WhatsApp Rival, Moya Messenger, Enters Nigeria With Data-Free Initiative

Moya Messenger

Data-free instant messaging app Moya Messenger is planning to make a foray into the social media space of Nigeria. After what can be regarded as a successful play in South Africa where it launched, the app is not relenting on its mission to displace WhatsApp and other messaging apps from the market.

First off, WhatsApp, owned by Mark Zuckerberg, has been able to blow rivals such as WeChat, Blackberry Messenger (BBM), Mxit and others out of the water. For establishing itself as the most affordable and easy-to-use messaging platform, it was easy for WhatsApp to gain substantial traction in a country where internet penetration is 54 percent.

This new player, Moya, could actually be a challenge to the dominance of WhatsApp. Launched by biNu, an Australian company, the app is described as the world’s first data-free messaging service.

Neither data bundle nor call credit is required to use this one. Since its launched in 2014, Moya has been in the trail of the company’s intention of providing affordable internet that does not need a high-speed connection.

With the way Africans have been clamouring for the reduction of the seemingly disgruntling internet rates in their respective countries, this new messenger’s entry into the Nigerian market could really make things a lot more interesting.

This is especially as the company promises every feature and mixture that makes WhatsApp convenient without the cost of data. Advertisers pay for the data which the end-user incurs when they put up ads on the platform.

What’s The Catch?

Moya offers unlimited texting, group chat, end-to-end security with automatic encryption of messages and an automatic contact discovery that lets users connect with others using the app.

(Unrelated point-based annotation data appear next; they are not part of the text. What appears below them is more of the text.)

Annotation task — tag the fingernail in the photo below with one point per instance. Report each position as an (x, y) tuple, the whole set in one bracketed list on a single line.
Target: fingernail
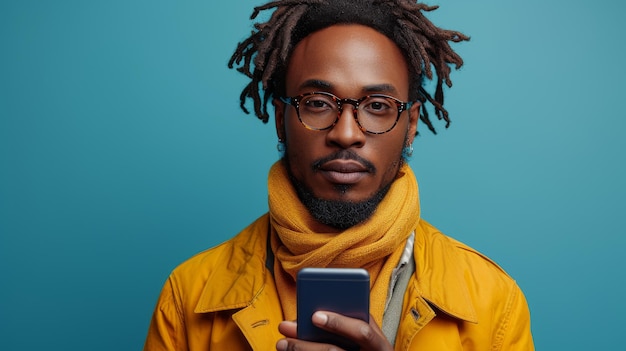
[(281, 345), (320, 318)]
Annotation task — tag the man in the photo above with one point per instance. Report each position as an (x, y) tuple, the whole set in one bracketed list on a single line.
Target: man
[(345, 79)]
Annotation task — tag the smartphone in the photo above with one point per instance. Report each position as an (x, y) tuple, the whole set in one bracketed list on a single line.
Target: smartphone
[(342, 290)]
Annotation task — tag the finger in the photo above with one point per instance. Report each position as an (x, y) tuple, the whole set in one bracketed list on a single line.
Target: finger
[(367, 335), (288, 329)]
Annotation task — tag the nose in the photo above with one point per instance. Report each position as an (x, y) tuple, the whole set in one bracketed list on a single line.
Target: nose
[(346, 133)]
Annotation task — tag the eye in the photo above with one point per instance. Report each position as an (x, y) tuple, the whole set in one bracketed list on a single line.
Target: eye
[(318, 104), (378, 106)]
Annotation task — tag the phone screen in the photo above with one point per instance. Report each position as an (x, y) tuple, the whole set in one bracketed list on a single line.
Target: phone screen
[(341, 290)]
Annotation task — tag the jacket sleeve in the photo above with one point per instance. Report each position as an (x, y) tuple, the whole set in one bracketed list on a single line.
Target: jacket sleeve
[(514, 333), (167, 329)]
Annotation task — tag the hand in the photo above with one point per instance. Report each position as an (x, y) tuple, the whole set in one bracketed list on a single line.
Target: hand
[(369, 337)]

Nevertheless, while message attachments – videos, voice notes, documents, etc. – are fully supported, sending media is not data-free. Any user that does this is warned that they will accumulate data costs or need to connect to WiFi.

Moya, which now has 75,000 active users in South Africa, has a commercial model that gives business access to its users. Although, all business communications is done on an opt-in basis only.

But the included constant video ads within a sequence of every 30 minutes may not sound so interesting for Nigerians, particularly those who are used to uninterrupted messaging on existing platforms. But, again, the big picture, at least for the user, is “no data.”

Of the 63 percent of Nigerians that use the internet, most of which from their smartphones, around 41 percent use Facebook and WhatsApp. At least once in a day, 21 percent of these users check social media.

Mind you, instant messaging is a hot potato in the country. Though Moya has a lot of competition to think about, only time will tell if the messaging app is a force to be reckoned with and if Zuckerberg will buy it as well.